It's been just over a month since Mom's second mastectomy. Her recovery was much easier this time around, mostly because they didn't cut a flap of skin from her back to do the reconstruction. Of course, it was still major surgery, but they released her 24 hours post-op and she was off narcotic painkillers within a few days. Much better than last time.

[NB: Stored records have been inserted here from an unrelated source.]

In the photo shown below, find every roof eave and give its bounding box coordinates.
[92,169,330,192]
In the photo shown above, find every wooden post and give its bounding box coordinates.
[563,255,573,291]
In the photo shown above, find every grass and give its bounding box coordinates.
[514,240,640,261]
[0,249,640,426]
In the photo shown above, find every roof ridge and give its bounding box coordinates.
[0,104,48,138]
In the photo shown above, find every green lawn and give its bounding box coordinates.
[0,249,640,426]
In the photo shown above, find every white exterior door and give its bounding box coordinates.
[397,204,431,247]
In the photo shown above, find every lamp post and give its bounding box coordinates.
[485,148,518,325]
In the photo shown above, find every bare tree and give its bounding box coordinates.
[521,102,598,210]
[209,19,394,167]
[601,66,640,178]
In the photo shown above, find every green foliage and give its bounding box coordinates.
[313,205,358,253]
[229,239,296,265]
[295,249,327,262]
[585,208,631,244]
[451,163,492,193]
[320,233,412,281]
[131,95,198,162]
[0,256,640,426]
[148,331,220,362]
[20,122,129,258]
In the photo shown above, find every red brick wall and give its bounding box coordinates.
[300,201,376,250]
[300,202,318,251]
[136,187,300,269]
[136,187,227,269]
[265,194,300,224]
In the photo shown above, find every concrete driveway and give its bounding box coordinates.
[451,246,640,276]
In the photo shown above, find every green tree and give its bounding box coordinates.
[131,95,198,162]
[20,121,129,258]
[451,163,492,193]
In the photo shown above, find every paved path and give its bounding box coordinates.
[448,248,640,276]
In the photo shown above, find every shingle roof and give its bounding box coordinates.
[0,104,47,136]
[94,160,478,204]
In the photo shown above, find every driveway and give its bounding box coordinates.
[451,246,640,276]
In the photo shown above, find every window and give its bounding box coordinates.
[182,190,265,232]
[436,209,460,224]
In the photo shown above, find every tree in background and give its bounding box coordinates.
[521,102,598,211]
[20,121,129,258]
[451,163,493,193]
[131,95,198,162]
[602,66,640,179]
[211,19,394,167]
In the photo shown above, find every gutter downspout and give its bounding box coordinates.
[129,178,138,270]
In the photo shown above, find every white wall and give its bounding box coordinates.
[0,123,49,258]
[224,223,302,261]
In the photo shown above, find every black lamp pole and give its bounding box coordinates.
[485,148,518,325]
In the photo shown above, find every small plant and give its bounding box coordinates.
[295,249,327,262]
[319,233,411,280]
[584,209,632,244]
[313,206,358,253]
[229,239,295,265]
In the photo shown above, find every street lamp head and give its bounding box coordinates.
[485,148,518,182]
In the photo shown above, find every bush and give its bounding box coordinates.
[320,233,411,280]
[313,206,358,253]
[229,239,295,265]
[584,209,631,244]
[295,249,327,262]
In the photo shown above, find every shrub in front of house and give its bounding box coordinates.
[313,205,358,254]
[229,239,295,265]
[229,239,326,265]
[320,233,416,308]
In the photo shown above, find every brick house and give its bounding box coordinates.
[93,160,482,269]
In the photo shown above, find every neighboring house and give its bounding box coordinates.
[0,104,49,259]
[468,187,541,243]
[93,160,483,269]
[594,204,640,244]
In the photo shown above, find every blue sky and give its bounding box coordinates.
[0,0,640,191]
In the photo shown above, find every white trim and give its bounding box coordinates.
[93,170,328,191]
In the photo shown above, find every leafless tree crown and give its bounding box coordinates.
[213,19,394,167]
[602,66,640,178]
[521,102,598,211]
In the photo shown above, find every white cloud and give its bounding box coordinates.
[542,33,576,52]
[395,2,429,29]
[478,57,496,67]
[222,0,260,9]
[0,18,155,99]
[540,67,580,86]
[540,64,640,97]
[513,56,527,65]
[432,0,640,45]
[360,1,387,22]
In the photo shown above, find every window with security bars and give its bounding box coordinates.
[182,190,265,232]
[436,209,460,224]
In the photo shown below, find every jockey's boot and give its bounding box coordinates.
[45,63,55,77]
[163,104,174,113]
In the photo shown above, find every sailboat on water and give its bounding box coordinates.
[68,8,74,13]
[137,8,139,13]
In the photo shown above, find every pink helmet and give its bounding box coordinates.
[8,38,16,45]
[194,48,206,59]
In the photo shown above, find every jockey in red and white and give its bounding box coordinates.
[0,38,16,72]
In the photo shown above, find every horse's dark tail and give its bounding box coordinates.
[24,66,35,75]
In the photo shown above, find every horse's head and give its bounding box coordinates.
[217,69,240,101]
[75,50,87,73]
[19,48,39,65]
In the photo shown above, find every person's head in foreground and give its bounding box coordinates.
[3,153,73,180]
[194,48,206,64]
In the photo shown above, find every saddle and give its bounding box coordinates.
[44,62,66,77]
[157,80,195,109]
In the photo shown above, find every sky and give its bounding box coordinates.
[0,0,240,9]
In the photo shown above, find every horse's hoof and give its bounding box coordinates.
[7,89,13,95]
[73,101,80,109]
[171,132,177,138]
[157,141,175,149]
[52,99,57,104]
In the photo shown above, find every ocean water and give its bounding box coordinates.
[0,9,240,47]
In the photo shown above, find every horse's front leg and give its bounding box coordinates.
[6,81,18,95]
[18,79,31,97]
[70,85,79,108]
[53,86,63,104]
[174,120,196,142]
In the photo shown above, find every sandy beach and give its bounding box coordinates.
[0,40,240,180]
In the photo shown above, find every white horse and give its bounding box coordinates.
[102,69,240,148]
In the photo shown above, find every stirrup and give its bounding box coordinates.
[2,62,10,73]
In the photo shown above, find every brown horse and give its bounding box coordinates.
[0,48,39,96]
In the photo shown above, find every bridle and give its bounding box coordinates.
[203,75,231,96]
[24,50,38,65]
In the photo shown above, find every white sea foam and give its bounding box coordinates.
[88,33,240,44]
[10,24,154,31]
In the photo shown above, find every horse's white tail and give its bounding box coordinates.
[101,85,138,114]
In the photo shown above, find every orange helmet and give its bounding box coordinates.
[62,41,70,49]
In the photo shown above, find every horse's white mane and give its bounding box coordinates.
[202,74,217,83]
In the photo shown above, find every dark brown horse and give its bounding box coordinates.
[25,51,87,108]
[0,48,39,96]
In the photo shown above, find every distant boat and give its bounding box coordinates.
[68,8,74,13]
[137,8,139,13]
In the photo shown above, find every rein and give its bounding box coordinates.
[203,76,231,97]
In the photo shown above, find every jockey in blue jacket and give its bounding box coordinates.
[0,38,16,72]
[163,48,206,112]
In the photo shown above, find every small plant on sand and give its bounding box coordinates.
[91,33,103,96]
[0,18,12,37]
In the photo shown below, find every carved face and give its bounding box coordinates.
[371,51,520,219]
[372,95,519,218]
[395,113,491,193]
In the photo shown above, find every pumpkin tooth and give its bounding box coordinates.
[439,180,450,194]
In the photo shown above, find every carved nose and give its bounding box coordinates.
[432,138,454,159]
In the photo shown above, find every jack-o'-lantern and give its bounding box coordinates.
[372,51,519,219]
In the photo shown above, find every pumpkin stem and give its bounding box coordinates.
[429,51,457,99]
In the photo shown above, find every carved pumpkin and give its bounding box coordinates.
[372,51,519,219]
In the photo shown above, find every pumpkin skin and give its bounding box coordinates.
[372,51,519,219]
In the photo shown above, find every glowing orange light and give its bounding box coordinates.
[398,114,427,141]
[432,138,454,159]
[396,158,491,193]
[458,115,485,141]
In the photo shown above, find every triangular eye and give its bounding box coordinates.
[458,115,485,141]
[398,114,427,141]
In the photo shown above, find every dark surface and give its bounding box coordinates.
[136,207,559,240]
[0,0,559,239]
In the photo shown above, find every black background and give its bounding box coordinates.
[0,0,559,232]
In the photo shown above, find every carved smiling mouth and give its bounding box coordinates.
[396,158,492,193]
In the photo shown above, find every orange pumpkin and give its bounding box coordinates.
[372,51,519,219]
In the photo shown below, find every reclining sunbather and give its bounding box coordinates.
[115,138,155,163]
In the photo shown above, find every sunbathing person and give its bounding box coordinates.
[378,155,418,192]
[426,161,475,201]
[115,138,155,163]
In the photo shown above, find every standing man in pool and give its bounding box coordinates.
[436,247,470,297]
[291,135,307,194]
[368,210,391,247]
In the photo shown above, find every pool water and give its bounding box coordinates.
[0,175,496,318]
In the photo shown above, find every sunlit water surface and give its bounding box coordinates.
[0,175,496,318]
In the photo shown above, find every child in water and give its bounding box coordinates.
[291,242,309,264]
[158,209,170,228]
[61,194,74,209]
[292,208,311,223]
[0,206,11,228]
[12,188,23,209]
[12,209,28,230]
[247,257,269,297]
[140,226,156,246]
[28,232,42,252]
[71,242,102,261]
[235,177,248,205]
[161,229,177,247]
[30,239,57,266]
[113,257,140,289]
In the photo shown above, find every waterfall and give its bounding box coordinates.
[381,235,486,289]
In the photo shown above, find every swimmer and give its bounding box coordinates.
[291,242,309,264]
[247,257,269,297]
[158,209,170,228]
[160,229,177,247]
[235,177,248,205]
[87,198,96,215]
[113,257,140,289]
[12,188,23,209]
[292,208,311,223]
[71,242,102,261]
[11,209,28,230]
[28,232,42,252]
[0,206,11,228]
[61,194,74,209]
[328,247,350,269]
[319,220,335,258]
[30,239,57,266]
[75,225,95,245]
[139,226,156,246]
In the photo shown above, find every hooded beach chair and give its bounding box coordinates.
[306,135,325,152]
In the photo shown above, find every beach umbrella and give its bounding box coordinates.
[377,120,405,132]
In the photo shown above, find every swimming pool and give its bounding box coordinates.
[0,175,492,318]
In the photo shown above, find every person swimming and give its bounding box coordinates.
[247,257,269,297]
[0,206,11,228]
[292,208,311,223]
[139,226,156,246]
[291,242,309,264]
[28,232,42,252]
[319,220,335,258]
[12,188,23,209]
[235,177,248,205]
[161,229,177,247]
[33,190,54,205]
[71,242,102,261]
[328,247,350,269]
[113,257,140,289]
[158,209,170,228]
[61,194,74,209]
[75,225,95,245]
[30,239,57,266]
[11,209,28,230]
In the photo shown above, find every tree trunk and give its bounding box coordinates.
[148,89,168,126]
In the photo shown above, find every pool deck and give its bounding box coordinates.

On May 6, she had (what was supposed to be) minor surgery to remove this little flap of skin in her breast area that was cancerous. When the surgeon went to remove it, he found that it had spread...a lot. So he removed as much as he could (about a 12" x17" area) and because he wanted to make sure they had "clear margins" (meaning they got all the cancer) they waited to recover the wound. So, for over a week (including two nights in the hospital) she walked around with a sealed, yet open, wound. This past Tuesday, she had a skin graft to cover that wound. They didn't get all the cancer, but they're hoping to get it with chemo, which should begin the first week in June. She'll get chemo every other week for the rest of her life, or until she can no longer tolerate it. The cancer is officially Stage IV, with "no evidence of disease". In other words, they know it's in her system, but it hasn't "landed" anywhere. Hopefully the chemo will keep it from landing anywhere. But essentially, she'll be on chemo until she dies...whenever that is. This cancer is very aggressive and because it's hormone-receptor negative (the official term is "triple negative") the only way to treat it is via chemo and radiation. The fear is that if chemo is stopped, the cancer will come back on a rampage.
(Deep cleansing breaths)
Back when she was first diagnosed in 2008, all of us (including Mom) were rattled, but took the attitude of "just a small obstacle, let's knock this out of the ballpark." And that's what happened. And then it came back, and this time it's not going away. My Dad had always expected to die before Mom; that may not happen. I had expected Mom to live into her late 80s or early 90s, or even later (my relatives tend to live that long). I had expected her to be around as my children grew up, and that my children would have a relationship with her and remember her. And now, that may not happen. In other words, I'm preparing myself for the very real likelihood that I will lose my mother before I am 40, that my children will only know her through the stories I tell and pictures I share and not through an actual relationship with her. I have lots of friends who have already lost their parents; Harry's dad died when he was 13, and his stepfather (who truly was a second father to him) died three years ago. And I know that I'm blessed that, even if Mom died tomorrow, she would have been there for many important moments in my life (graduations, my wedding, pregnancies, etc) and lived to see me be a self-supporting adult, happily married with beautiful children. But none of that helps me when I think about losing my mom within the next few years.
You know what's really tough? Being a chaplain who has worked in hospice and oncology floors and seen what terminal cancer looks like. I wouldn't wish that on my worst enemy, and the thought of my mother going through that makes me sick.
Major prayer request; my mom is in the lottery for a clinical trial for a new drug. Please pray that "her number comes up" for that. Of course God will know exactly who you're praying for, but you can refer to her as "MJ". Thanks.